Workers’ compensation benefits in Massachusetts are available for workers who are hurt or sickened on the job. These benefits are provided to workers by employers at no cost. Most employers are required to provide these benefits under state law.
Who Investigates Workers’ Compensation Claims?
The Department of Industrial Accidents (DIA) is a state agency that oversees the workers’ compensation program. They also adjudicate disputed workers’ compensation claims. The DIA recommends that injured employees consult with a qualified workers’ compensation lawyer because of how complicated these claims can be. However, the DIA cannot make referrals to lawyers.
What Benefits Are Available Through Massachusetts Workers’ Compensation Program?
There are several workers’ compensation benefits in Massachusetts. It’s important to remember that they are awarded based on the facts surrounding the claim. In general, they cover all of the medical expenses that are associated with the injury. Workers’ comp also provides wage replacement if the worker is temporarily or permanently disabled from the injury.
For disability benefits, the financial compensation awarded depends on the severity of the disability. In short, whether the worker is partially or totally disabled and whether the disability is temporary or permanent.
Permanent disability means that the worker is totally disabled and can never return to the workforce. A temporary disability means that the worker will eventually be able to return to work.
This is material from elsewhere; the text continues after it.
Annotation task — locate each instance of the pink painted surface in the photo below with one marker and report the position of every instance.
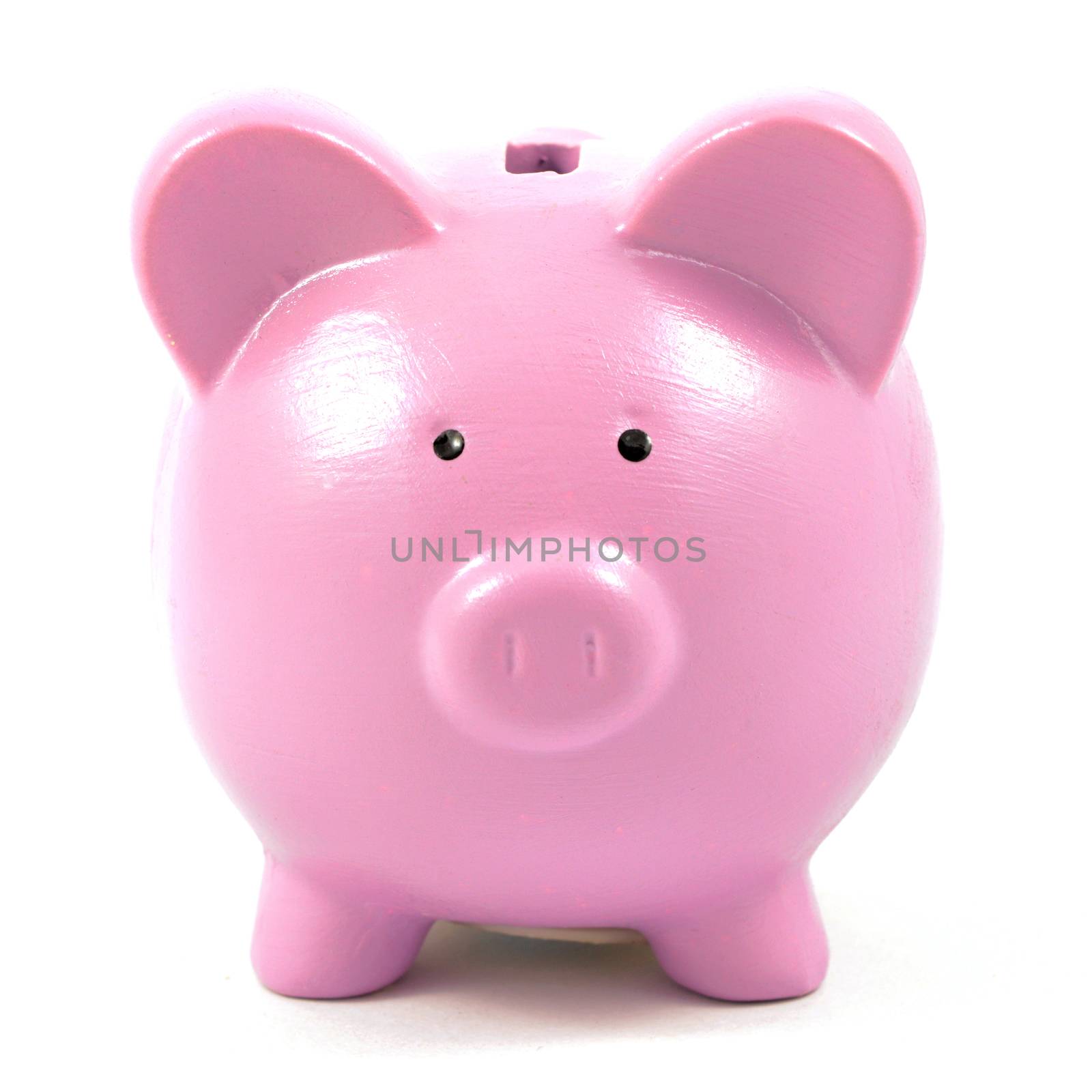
(658, 745)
Massachusetts law determines how much financial compensation a worker will receive if they are disabled:
- Workers who are totally and permanently disabled will receive two-thirds of their average weekly wage with a minimum 20% of the state average weekly wage at the time of their injury, and an annual cost of living adjustment for as long as they are disabled.
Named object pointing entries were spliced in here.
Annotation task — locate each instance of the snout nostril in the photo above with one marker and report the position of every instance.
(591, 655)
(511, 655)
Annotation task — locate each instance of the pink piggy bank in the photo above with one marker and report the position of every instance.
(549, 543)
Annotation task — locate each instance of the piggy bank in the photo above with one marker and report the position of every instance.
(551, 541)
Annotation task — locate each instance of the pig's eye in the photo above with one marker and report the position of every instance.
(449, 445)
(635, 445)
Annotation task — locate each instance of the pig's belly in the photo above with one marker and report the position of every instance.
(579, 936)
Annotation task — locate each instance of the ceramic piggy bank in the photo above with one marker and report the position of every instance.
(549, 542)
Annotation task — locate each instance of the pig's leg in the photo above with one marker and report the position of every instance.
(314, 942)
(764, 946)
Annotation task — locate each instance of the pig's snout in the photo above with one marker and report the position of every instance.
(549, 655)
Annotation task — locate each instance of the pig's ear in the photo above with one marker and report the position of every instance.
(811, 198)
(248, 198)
- Workers who are considered temporarily totally incapacitated will receive around 60% of their average weekly wage from the last year prior to the date of injury for up to 156 weeks. Payment begins on the sixth day of disability unless they cannot work for 21 days or more. Those days aren’t required to be consecutive.
- Workers who are considered partially incapacitated may receive up to 60% of the difference between their average weekly wage and what they can earn with their disability for up to 260 weeks.
The most common benefit associated with workers’ compensation is payment of medical expenses. Medical benefits are available for workers who suffer from either a work-related injury or illness that requires medical attention. The medical benefits are provided for as long as the worker needs them because of the injury or illness.
However, it’s important to note that the insurance company can deny or end treatment if they don’t think that the treatment is reasonable or necessary. If this happens, a worker may appeal through the DIA.
Medical benefits include:
- Medical care
- Reimbursement for what the worker spends out of pocket for prescriptions and treatment
- Reimbursement for mileage for injured workers who must travel to and from their medical appointments
The worker may choose their own medical provider. Additionally, the insurer has the right to have their doctor evaluate the worker.